Fix #7484, checking for good binder names in Convert.

This commit also refactors a bunch of lexeme-oriented code into a new module Lexeme, and includes a submodule update for haddock.
author: Richard Eisenberg <eir@cis.upenn.edu> 2014-11-03 15:34:53 -0500
committer: Richard Eisenberg <eir@cis.upenn.edu> 2014-11-21 11:15:46 -0500
commit: da2fca9e2be8c61c91c034d8c2302d8b1d1e7b41 (patch)
tree: ccc30f5a5b1d8ff4cc1ef66cfec4499bb28846d8
parent: dbf360a5264d5d6597e046dcd9b4f49effa91eee (diff)
download: haskell-da2fca9e2be8c61c91c034d8c2302d8b1d1e7b41.tar.gz
10 files changed, 270 insertions, 80 deletions
diff --git a/compiler/basicTypes/Lexeme.hs b/compiler/basicTypes/Lexeme.hs
new file mode 100644
index 0000000000..c5bda4dbdd
--- /dev/null
+++ b/compiler/basicTypes/Lexeme.hs
@@ -0,0 +1,252 @@
+-- (c) The GHC Team
+--
+-- Functions to evaluate whether or not a string is a valid identifier.
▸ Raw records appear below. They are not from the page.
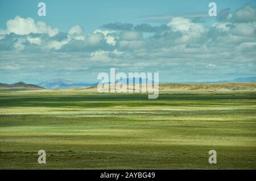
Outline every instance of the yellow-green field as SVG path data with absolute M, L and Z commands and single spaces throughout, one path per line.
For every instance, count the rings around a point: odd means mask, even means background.
M 0 91 L 0 169 L 255 169 L 255 93 Z

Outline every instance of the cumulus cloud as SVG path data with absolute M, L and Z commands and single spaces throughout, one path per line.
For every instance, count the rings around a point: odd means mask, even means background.
M 133 41 L 139 40 L 142 37 L 142 33 L 136 31 L 123 31 L 120 33 L 120 39 L 122 40 Z
M 2 30 L 2 34 L 14 33 L 24 35 L 30 33 L 47 33 L 53 36 L 59 32 L 58 28 L 52 28 L 43 22 L 35 22 L 31 18 L 27 19 L 16 16 L 14 19 L 10 19 L 6 23 L 6 30 Z
M 59 32 L 46 23 L 16 16 L 7 22 L 6 30 L 0 30 L 0 59 L 4 60 L 0 67 L 6 74 L 25 72 L 19 61 L 27 61 L 34 74 L 52 70 L 52 77 L 85 71 L 93 75 L 112 66 L 122 71 L 159 71 L 166 82 L 177 77 L 187 82 L 250 77 L 256 73 L 254 10 L 250 5 L 234 11 L 225 9 L 212 23 L 177 16 L 154 26 L 109 23 L 88 35 L 79 25 Z
M 234 12 L 233 20 L 236 23 L 256 21 L 256 8 L 250 5 L 246 5 Z
M 121 30 L 129 31 L 131 30 L 133 27 L 133 24 L 130 23 L 109 23 L 102 26 L 103 28 L 112 30 Z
+-- There is considerable overlap between the logic here and the logic
+-- in Lexer.x, but sadly there seems to be way to merge them.
+
+module Lexeme (
+          -- * Lexical characteristics of Haskell names
+  
+          -- | Use these functions to figure what kind of name a 'FastString'
+          -- represents; these functions do /not/ check that the identifier
+          -- is valid.
+  
+        isLexCon, isLexVar, isLexId, isLexSym,
+        isLexConId, isLexConSym, isLexVarId, isLexVarSym,
+        startsVarSym, startsVarId, startsConSym, startsConId,
+
+          -- * Validating identifiers
+
+          -- | These functions (working over plain old 'String's) check
+          -- to make sure that the identifier is valid.
+        okVarOcc, okConOcc, okTcOcc,
+        okVarIdOcc, okVarSymOcc, okConIdOcc, okConSymOcc
+
+        -- Some of the exports above are not used within GHC, but may
+        -- be of value to GHC API users.
+
+  ) where
+
+import FastString
+
+import Data.Char
+import qualified Data.Set as Set
+
+{-
+
+************************************************************************
+*                                                                      *
+    Lexical categories
+*                                                                      *
+************************************************************************
+
+These functions test strings to see if they fit the lexical categories
+defined in the Haskell report.
+
+Note [Classification of generated names]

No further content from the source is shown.